Selamat membaca !

"Semoga bermanfaat, anda boleh mengutip sebagian artikel di blog ini, dengan syarat wajib mencantumkan akun ini dan penulisnya sebagai sumber rujukan, terima kasih.."

Senin, 05 September 2011

Teosos : Mari Fahami Teori Sosiologi Modern


Oleh : Saddam Cahyo*

Tulisan kali ini berusaha mengajak kita mulai memahami teori sosiologi modern yang sebenarnya sangat fundamental untuk kita fahami sebagai mahasiswa jurusan sosiologi.  Jika pada tulisan sebelumnya saya sedikit mengupas pemahaman akan teori klasik, kini coba dijelaskan perbedaan mendasarnya dengan teori modern yang akan kita bahas lebih lanjut.

Berbeda dengan teori-teori klasik sosiologi yang identik dengan pemikiran-pemikiran perorangan para pakar, teori sosiologi modern memiliki corak yang berlainan, yakni memusatkan analisanya pada aliran-aliran pemikiran sosial. Hal ini bermakna bahwa teori sosiologi pun mengalami perubahan dari fase awal perkembangannya mengikuti dinamika perubahan sosial masyarakatnya karena setiap ilmu pengetahuan merupakan hasil konstruksi zamannya.

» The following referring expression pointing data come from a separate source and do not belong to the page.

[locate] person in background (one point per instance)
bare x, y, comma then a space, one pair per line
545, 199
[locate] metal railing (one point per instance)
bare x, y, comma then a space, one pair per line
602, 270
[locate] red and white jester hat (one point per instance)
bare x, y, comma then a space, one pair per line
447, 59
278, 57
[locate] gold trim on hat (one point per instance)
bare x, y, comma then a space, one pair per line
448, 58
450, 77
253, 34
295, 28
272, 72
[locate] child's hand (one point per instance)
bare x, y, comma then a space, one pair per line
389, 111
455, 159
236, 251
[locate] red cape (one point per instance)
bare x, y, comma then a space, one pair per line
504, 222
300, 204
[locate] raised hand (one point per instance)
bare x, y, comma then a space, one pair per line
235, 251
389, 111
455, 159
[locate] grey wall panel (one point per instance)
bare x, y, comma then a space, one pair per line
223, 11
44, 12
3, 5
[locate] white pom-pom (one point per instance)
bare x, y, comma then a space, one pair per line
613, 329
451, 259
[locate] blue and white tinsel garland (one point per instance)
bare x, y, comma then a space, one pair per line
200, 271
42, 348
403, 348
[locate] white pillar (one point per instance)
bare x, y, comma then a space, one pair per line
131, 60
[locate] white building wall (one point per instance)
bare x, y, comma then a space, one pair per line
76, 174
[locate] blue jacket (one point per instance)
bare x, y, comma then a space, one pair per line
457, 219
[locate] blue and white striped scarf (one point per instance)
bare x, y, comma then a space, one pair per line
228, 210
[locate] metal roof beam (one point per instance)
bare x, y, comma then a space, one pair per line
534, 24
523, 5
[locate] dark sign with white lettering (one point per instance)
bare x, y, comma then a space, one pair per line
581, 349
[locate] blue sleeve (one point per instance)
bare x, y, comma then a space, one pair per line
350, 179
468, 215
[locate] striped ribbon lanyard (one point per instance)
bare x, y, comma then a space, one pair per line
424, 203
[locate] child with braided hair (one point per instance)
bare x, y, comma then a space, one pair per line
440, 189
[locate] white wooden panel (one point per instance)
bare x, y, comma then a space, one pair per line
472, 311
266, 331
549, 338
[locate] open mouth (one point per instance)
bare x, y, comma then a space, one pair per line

Sedangkan yang melatar belakangi berkembangnya teori-teori sosial modern adalah dinamika yang muncul dari banyak pakar sosiologi terutama di Amerika awal abad ke-20 yang ditandai dengan munculnya bebrapa mazhab teori sosial seperti Universitas Chicago sebagai poros dengan aliran teori interaksionisme simboliknya. Kemudian Universitas Harvard di Inggris menggeser dominasi Chicago dengan aliran teori fungsionalisme strukturalnya dan beriringan dengan itu berkembang pula teori-teori kritis di Universitas Frankfurt.

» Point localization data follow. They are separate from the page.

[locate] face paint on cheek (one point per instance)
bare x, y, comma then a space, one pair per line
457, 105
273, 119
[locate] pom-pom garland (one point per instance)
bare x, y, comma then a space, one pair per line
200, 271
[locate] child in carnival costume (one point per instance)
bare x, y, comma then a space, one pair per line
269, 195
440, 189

Selain beberapa mazhab yang disebut di atas, kita akan mengulas teori-teori yang pokok dalam sosiologi modern, yakni teori konflik, teori pertukaran, teori dramaturgi, dan teori-teori kritis. Dan penjelasannya masing masing, sebagai berikut ;

Teori Fungsionalisme Struktural
Beberapa tokohnya adalah Talcott Parsons, Robert K Merton, dan Kingsley Davis. Asumsi dasar teori ini memandang masyarakat sebagai suatu system yang terdiri dari bagian-bagian yang saling berhubungan secara alamiah dan masing-masing elemen harus berfungsi normal untuk menjamin keberlangsungannya. Pandangannya terhadap fenomena stratifikasi sosial adalah pembedaan peran, posisi dan perlakuan yang muncul dalam kehidupan masyarakat adalah suatu kewajaran dan keharusan sebagai kenyataan universal yang bersifat fungsional untuk mempertahankan eksistensi masyarakat itu sendiri. Teori ini tak luput dari beragam kritik karena dianggap sangat linier positifistik dan melanggengkan perlakuan dan posisi khusus bagi segelintir orang dalam masyarakat.

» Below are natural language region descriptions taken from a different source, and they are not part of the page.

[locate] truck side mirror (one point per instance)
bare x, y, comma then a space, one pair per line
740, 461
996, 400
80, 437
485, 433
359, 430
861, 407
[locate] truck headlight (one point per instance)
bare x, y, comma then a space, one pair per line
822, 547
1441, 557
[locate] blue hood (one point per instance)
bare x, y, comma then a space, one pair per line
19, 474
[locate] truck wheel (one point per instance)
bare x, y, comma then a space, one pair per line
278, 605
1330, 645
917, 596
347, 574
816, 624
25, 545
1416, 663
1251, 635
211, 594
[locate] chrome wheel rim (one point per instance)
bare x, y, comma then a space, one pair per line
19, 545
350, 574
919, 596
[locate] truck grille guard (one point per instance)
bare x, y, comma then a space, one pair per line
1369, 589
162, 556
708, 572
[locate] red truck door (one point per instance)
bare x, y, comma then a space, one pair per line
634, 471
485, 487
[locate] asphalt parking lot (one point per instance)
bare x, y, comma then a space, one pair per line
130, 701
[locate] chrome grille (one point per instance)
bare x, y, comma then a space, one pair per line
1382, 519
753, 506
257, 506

Teori Interaksionisme Simbolik
Beberapa tokohnya adalah Robert Park, CH. Cooley, Herbert Mead, A. Strauss, H Blumer, dan Thomas Kuhn. Teori ini menganalisa hubungan proses-proses interaksi sosial dan dampaknya bagi individu maupun masyarakat. Dengan memegang prinsip bahwa fenomena sosial selalu dipengaruhi oleh kemampuan berfikir, berinteraksi dan memaknai simbol-simbol dalam interaksi sosial.

Teori Konflik
Beberapa tokohnya adalah Ralf Dahrendorf, Jonathan Turner dan Randall Collins. Berangkat sebagai reaksi alternatif atas teori fungsionalisme struktural yang mengesampingkan fenomena konflik dalam masyarakat, teori ini memandang masyarakat sebagai suatu sistem sosial yang terdiri dari berbagai bagian yang memiliki kepentingan berbeda dan saling berusaha mendominasi. Teori yang berakar dari pemikiran klasik Karl Marx ini memandang hakekat kenyataan sosial adalah konflik, dimana konflik sosial adalah konsekuensi logis dari perbedaan kepentingan yang tegas dari dua kelas social yang akan menimbulkan beberapa dampak, yakni keterasingan, kesadaran palsu, konsensus dan hingga pada pandangan akan manfaat konflik sebagai pendorong terjadinya perubahan sosial secara kualitatif dengan jalan keluar yang revolusioner.  

Teori Pertukaran
Beberapa tokohnya George Homans, Peter Blau dan Richard Emerson. Teori ini menyimpulkan bahwa tingkah laku manusia selalu dilandasi oleh pertimbangan untung-rugi, dimana motivasi yang mendorong setiap orang untuk berinteraksi dengan orang lain adalah untuk memenuhi kebutuhan dan tujuan tertentu dan kontak sosial itu akan terus berlangsung selama kedua belah pihak masih mendapatkan keuntungan dari pertukaran tingkah laku itu. Karenanya teori ini kerap disamakan dengan watak pragmatisme.

Teori Dramaturgi
Tokohnya adalah Erving Goffman. Teori ini menganalogikan perbandingan pertunjukan panggung dengan tingkah laku manusia dalam dunia sosial nyata, dimana terdapat perbedaan mencolok antara perilaku depan panggung yang selalu berusaha mengemas penampilan sebaik mungkin dengan  perilaku belakang panggung dimana proses interaksi social berjalan apa adanya sesuai dengan karakter kepribadiannya sendiri tanpa kemasan.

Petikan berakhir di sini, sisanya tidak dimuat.